Autre note sur le langage xemahoa.
En fait, la mesure du temps est plus subtile que je ne le pensais. Ils sont parfaitement capables d’utiliser le même comptage à base de plumes d’oiseaux, les mêmes mots, donc, pour fractionner les durées du temps passé et du temps à venir. Cela dit, la numération du temps ne se fait pas par unités fixes. Bien au contraire, il semble qu’ils les modulent en fonction du contexte de référence. Les mêmes nombres peuvent ainsi mesurer et quantifier les étapes du développement d’un fœtus humain de sa conception à sa naissance et, également, dans un autre contexte, mesurer et quantifier les étapes de toute la vie d’un homme.
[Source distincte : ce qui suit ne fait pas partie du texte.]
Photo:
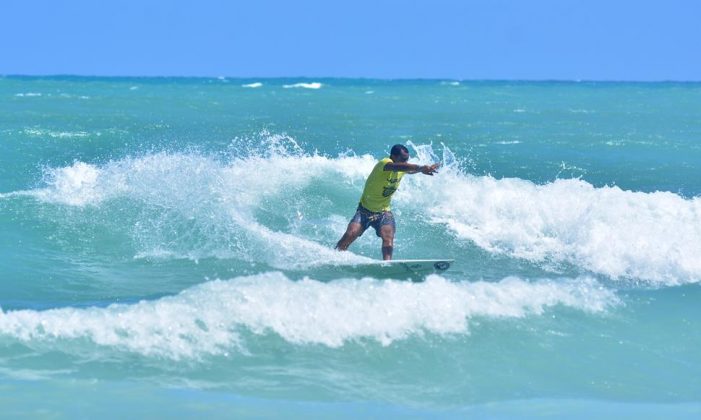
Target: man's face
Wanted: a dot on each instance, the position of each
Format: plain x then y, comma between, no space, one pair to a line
401,157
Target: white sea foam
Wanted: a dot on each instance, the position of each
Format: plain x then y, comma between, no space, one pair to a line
209,319
313,85
654,237
649,237
37,132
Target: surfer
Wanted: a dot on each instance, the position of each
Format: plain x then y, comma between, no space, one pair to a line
374,207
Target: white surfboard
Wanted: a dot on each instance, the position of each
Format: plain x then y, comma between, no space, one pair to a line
396,269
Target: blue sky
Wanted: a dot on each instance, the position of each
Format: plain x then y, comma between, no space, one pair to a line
471,39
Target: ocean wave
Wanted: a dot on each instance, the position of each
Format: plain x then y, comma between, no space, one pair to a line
209,319
207,206
312,85
651,237
38,132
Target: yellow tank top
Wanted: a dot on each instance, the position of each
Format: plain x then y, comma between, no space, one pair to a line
380,186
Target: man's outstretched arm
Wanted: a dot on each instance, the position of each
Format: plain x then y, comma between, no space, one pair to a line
412,168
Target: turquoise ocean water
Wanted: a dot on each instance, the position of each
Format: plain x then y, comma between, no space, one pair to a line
162,241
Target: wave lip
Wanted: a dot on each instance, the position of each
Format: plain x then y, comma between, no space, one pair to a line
624,235
209,319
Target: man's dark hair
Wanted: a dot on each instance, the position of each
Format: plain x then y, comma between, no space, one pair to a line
397,150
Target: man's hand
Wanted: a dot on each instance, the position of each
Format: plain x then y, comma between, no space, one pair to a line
430,170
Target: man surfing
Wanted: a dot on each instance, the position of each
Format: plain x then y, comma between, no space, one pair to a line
374,207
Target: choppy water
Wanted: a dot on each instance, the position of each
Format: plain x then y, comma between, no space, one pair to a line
162,241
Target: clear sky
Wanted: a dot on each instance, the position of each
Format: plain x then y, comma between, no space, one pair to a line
470,39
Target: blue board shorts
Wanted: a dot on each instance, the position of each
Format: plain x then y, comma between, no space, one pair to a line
368,218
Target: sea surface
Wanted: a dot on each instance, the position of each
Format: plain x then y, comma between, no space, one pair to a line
166,249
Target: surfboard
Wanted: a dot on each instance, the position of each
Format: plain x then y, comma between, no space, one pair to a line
415,270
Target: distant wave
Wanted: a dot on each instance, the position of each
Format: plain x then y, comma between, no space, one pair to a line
38,132
313,85
208,319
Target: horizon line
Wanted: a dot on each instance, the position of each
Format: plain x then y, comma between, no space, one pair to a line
389,79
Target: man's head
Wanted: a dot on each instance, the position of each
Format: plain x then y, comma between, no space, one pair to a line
399,153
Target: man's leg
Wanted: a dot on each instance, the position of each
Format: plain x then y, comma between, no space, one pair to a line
354,230
387,235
Ma pauvre tête de Caraiba y perd son latin ! Mais je suis là en présence d’un instrument admirablement élaboré et flexible qui, à coup sûr, est la marque de leur (de la) civilisation. Les prédicats « yi » et « yi-yi » y jouent un rôle important. Ainsi, le mot composé « kai-kai-yi » signifie « x » quanta de l’objet temporel mesuré (les phases de la grossesse, de l’histoire de l’Homme ou d’une cérémonie) en aval du cours du temps. Alors que, tout aussi utile et ingénieux, le terme « yi-kai-kai » signifie « x » quanta en amont du présent vers le passé, remontant le cours de ces enchâssements de mots qui, comme un fleuve, charrient la vie.
Kayapi a repris son histoire au point même où il l’avait laissée quelques jours auparavant.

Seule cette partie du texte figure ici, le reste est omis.